Türk aile şirketleri, kurallar ve sistemler üzerine inşa edilmediğinde hem iş dünyasında hem de aile içinde ciddi sorunlarla karşılaşır. Bir şirket kurallarla yönetilmelidir. Kurallar yoksa kaçınılmaz olarak kuralsızlık hakim olur. Türk aile şirketleri için bu kurallar yalnızca iş süreçleriyle sınırlı kalmamalı aynı zamanda aile içi ilişkileri de kapsamalıdır. Aksi takdirde aile içinde çatışmalar, kırgınlıklar ve huzursuzluklar kaçınılmaz olur. Şirket tarafında ise nitelikli insanlar uzun süre kalmaz, gelenler çabuk gider, kalanlar da zamanla verimsizleşir.
Zamanla farkına varırsınız ki sizinle çalışmanın ne anlama geldiğini bilen yetenekli insanlar artık kapınızı çalmaz. “Çalıştıracak insan bulamıyoruz” cümlesi bu sürecin en acı çıktısıdır. Oysa sorun insanlarda değil sistemin olmayışındadır.
Yönetişim Olmadan Gelecek Planı Kurmak Mümkün Değil
Patronlar çoğu zaman “aslında bizim önümüz çok açık” der. Ancak bu hedefler, sadece niyetle değil sistemle mümkündür. Çocuklar şirkete dahil oldukça sorunlar büyür. Ortaklıklar varsa aileler arası eşitsizlik daha görünür hale gelir.
Bu noktada tecrübeyle söylüyoruz: Türk aile şirketlerinin büyük çoğunluğu sonraki nesillere sağlıklı şekilde devredilemiyor. Ve bu, istatistiklerle sabit bir gerçek. Ama bu hep böyle olmak zorunda değil.
Kurumsallaşma mı, Yönetişim mi?
Kurumsallaşma kelimesi kulağa iddialı gelebilir ama işin özü kurumsal yönetişimdir. Bu süreç şirketin ilk günden itibaren başlaması gereken bir kültürdür. Ürün sattığınız ilk gün, ilk hammaddeyi makineye koyduğunuz an itibariyle bu zihniyetle hareket etmeniz gerekir.

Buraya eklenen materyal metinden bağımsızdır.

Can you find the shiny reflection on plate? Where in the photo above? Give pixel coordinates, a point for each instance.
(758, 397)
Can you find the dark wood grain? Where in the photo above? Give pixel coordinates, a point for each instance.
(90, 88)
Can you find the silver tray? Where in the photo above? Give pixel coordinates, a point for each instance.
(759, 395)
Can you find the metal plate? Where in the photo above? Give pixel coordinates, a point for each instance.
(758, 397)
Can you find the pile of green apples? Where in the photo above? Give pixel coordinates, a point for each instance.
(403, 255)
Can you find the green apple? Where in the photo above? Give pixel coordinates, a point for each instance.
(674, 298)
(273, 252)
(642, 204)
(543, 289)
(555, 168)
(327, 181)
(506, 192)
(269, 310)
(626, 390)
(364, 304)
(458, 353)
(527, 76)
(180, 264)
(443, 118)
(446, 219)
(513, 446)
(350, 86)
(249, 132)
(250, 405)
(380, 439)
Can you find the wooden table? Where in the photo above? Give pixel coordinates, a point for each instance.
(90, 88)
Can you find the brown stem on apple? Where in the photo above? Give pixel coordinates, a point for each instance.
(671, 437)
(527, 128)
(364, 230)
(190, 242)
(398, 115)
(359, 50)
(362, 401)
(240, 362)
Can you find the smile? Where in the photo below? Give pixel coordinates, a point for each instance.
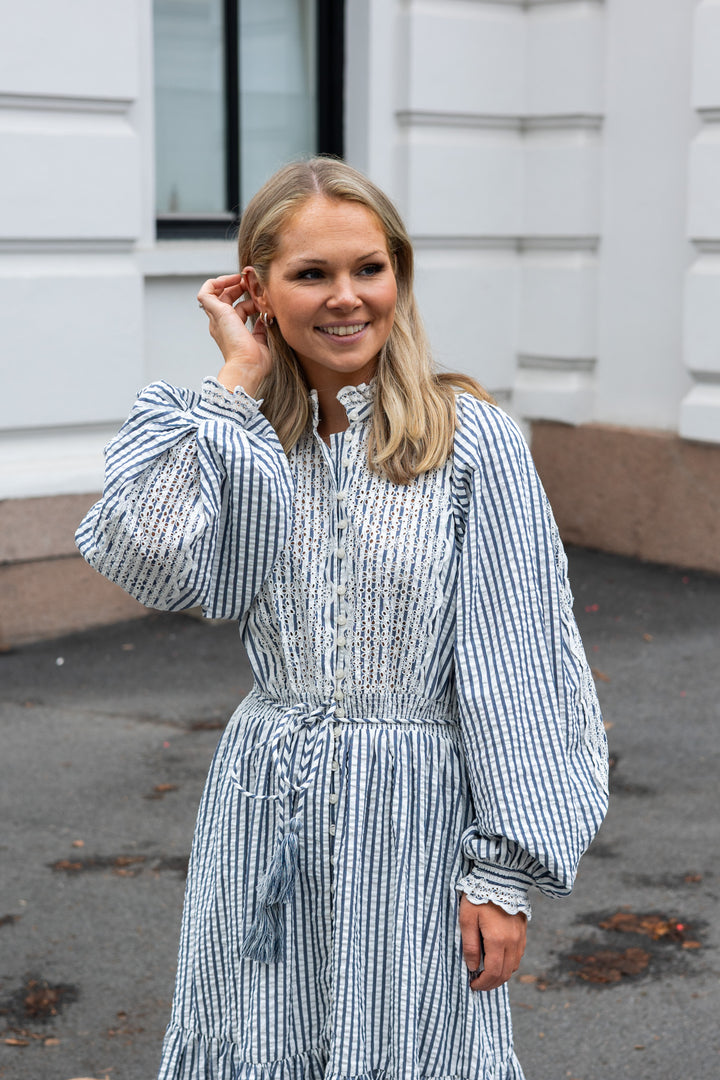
(342, 331)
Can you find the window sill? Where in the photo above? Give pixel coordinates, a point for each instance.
(187, 258)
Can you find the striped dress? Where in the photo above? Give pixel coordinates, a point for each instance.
(423, 723)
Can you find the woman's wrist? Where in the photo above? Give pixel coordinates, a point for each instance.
(233, 374)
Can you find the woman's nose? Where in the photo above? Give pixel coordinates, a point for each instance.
(343, 295)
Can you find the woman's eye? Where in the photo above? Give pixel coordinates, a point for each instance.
(372, 269)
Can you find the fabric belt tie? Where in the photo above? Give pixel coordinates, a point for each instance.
(265, 941)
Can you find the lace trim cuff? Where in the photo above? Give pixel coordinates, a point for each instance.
(216, 400)
(480, 889)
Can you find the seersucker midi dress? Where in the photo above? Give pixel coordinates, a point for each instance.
(423, 723)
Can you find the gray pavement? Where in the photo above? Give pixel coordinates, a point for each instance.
(106, 738)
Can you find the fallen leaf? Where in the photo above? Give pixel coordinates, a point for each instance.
(651, 926)
(607, 966)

Yönetim bilimini derinlemesine bilmeniz gerekmez. Ama bu vizyona sahip olmanız şart. Danışman ihtiyacınız olup olmadığını ise ancak kendinize şu soruyu sorarak anlayabilirsiniz: “Bu süreci tek başıma yönetebiliyor muyum?”
Yönetemiyorsanız bütçeniz dahilinde danışmanlık alın, eğitimlere katılın, kaynaklar okuyun. Şirket büyüdükçe bu yatırımlar görünmez hale gelir, etkisi ise kalıcı olur.
Neden Her Şirket Yönetişimle Başlamalı?
Benim ilk kitabımın adı “Aile Şirketiniz Batmasın”. Çünkü gerçekten istemiyoruz batmanızı. Ama her şirket yaşayacak diye bir kural yok. El değiştirmek, kapanmak, küçülmek sistemin doğal parçalarıdır. Yönetilemeyen bir şirket hem çalışanına hem müşterisine zarar verir. O yüzden felsefi olarak da sürdürülemez.
Ancak, sizin için bu şirket değerliyse ona sahip çıkmak sizin sorumluluğunuzdur. Ve bunu ancak modern yönetim anlayışıyla, bilimsel bilgiyle ve adaletle gerçekleştirebilirsiniz.
Gerçek Patronluk Sorumluluğu Üstlenmekle Başlar
Patron olmak sadece iş kurmakla olmaz. Sorumluluk almaktır. Türk aile şirketlerinin güçlü yönleri kadar, yeniden yapılanmaya açık tarafları da vardır. Şirketinize sahip çıkın. Çünkü onu geleceğe taşıyacak olan kurduğunuz sistemdir, kişi değil.